An exotic long weekend destination, Morocco offers swish new developments to complement its quirky riads.
Only a few miles across the Straits of Gibraltar, but oh so much more exotic, Morocco offers something a little bit different, bohemian even, and has attracted such famous fans as Winston Churchill and John Lennon.
In 2011/12 the tourism and holiday homes market has suffered from uncertainty as the wave of democracy swept across North Africa, but when the political situation calms down it seems likely that the natural advantages - the teeming souks and street markets that are heaven for shopaholics, the unspoilt sandy beaches, all just three hours from the UK - will join the economic benefit of being outside the eurozone to bring buyers (and holidaymakers) back.
The country's modernising King has been at the forefront of encouraging tourism via the Plan Azur which aims to set up six resorts on the Atlantic and Mediterranean coasts to encourage 10 million visitors per year. Whilst historically many have bought relatively inexpensive properties for lifestyle reasons; others have been making the most of rental opportunities as the country’s reputation has grown.
Now the arrival of Europe’s leading tourism management company, Pierre & Vacances, is set to help its image as a family-friendly place, bringing in self-contained resorts (starting with Marrakech) which also contain active retirement sectors.
Marrakech is the most popular location for British second homeowners and investors with its well-established reputation as a chic weekend destination.
Not for everyone – the streets of its ancient medina can be chaotic – the appeal of owning a traditional riad (courtyard townhouses which when restored cost from around £150,000) remains strong for some, whilst new villa projects combining traditional style with modern amenities has attracted a whole new demographic.
Many such projects have shifted to the more tranquil outskirts of the city, where there is room for golf courses and swimming pools. Expect to pay from around £80,000 for a two-bedroom apartment in the central city; or £100,000 for one-bedroom in the exclusive Palmeraie residential area.
Some people prefer to be even further away from the teeming city and the Ourika Valley, half an hour drive from the medina, has become a trendy place in which to buy (helped by celebrity owners such as Mick Jagger and the Bransons). Here, Berber villages dot the roads which wind slowly up into the Atlas mountains and it’s possible to experience genuine village life. Prices are around £250,000-plus for a three-bedroom villa as properties tend to be detached, with land and a pool.

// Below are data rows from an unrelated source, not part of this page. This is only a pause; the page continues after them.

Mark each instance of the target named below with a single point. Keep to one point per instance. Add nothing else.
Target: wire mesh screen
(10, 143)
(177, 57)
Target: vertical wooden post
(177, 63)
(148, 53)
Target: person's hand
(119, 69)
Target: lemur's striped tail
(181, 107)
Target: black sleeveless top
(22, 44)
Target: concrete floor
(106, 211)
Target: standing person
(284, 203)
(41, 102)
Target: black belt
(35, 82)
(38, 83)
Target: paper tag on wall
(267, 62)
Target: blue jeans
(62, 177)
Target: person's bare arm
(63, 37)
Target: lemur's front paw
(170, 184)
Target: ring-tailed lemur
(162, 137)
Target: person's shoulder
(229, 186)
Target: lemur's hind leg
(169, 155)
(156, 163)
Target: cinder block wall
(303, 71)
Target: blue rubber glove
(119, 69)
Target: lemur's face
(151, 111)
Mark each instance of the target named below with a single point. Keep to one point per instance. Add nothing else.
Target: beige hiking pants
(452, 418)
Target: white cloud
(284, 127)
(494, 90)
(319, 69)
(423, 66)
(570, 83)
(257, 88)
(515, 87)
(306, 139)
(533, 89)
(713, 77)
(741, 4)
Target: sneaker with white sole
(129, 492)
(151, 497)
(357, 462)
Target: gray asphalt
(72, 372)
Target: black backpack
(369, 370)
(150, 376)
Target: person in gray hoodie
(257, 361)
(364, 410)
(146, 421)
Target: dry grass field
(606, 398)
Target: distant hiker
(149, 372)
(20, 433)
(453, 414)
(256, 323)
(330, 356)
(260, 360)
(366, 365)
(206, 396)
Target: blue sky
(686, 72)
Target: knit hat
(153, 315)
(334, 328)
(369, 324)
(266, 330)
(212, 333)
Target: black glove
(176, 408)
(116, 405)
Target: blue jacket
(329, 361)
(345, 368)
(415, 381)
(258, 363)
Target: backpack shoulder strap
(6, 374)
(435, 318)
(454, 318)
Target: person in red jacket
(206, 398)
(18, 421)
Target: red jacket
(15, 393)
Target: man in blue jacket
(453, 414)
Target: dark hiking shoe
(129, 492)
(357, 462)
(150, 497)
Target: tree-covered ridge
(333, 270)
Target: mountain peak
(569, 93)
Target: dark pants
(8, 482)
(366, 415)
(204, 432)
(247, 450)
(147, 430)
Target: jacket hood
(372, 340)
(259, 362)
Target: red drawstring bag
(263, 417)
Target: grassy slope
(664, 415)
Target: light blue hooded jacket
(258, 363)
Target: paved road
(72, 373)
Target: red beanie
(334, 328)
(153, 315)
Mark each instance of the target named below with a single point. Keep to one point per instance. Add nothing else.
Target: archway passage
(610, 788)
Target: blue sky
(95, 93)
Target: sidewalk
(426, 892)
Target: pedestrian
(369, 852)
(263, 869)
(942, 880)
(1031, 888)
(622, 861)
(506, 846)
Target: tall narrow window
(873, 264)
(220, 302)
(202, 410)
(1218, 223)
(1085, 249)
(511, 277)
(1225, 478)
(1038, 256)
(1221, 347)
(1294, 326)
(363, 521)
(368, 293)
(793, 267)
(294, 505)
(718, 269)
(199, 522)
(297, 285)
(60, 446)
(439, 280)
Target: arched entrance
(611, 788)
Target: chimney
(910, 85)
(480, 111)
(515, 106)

Tangiers is more affordable than Marrakech yet also offers a waterfront – and accessible beaches along the coast opposite Gibraltar. This cosmopolitan port city has been cleaned up since its days as a louche hangout for bohemians and dropouts last century and its 12th-Century medina is pretty impressive, whilst the boulevards and squares of its French-built Ville Nouvelle are grandly elegant.
A three-hour flight from the UK, Tangiers also can be reached by hydrofoil from Spain, which provides the option of an easy excursion to Andalusia for homeowners.
Property prices are lower than in Marrakech with a renovated riad from about £100,000; a basic apartment in the city from £40,000 in a good area for nearer £120,000.
Another traditional option is Fez, which won UNESCO World Heritage Status in 1981; or the trendy beach resort of Essaouira where foreign buyers have been able to pick up traditional riads for a lower price tag than Marrakech.
Morocco uses a French system of property buying, so you will need to find a notaire as well as an independent solicitor.
When your initial verbal offer has been accepted you sign a legally binding preliminary offer and pay a 10 per cent deposit for a resale home, up to 40 per cent for off-plan.
Although new builds are fairly straightforward, as in some other north African countries, getting clear title can be an issue for older properties where many family members must be traced and must agree to the sale, taking as long as a year. A month before completion, you will be sent the final contract to sign before the notaire (or allow your lawyer to sign with power of attorney) and when the final contract is signed you also pay over the remaining purchase price, fees and taxes.
Purchase costs are around six per cent. Not widely available yet, mortgages are around 50 per cent LTV, with a 10 to 15 year term and rate of five to six per cent.
Buying new-build is at least ten times more straightforward than buying an ancient home with melkia (pre-Land Registry) title – these commonly have multiple owners (maybe 100) with all having to agree to a sale; often a protracted nightmare for the unwary!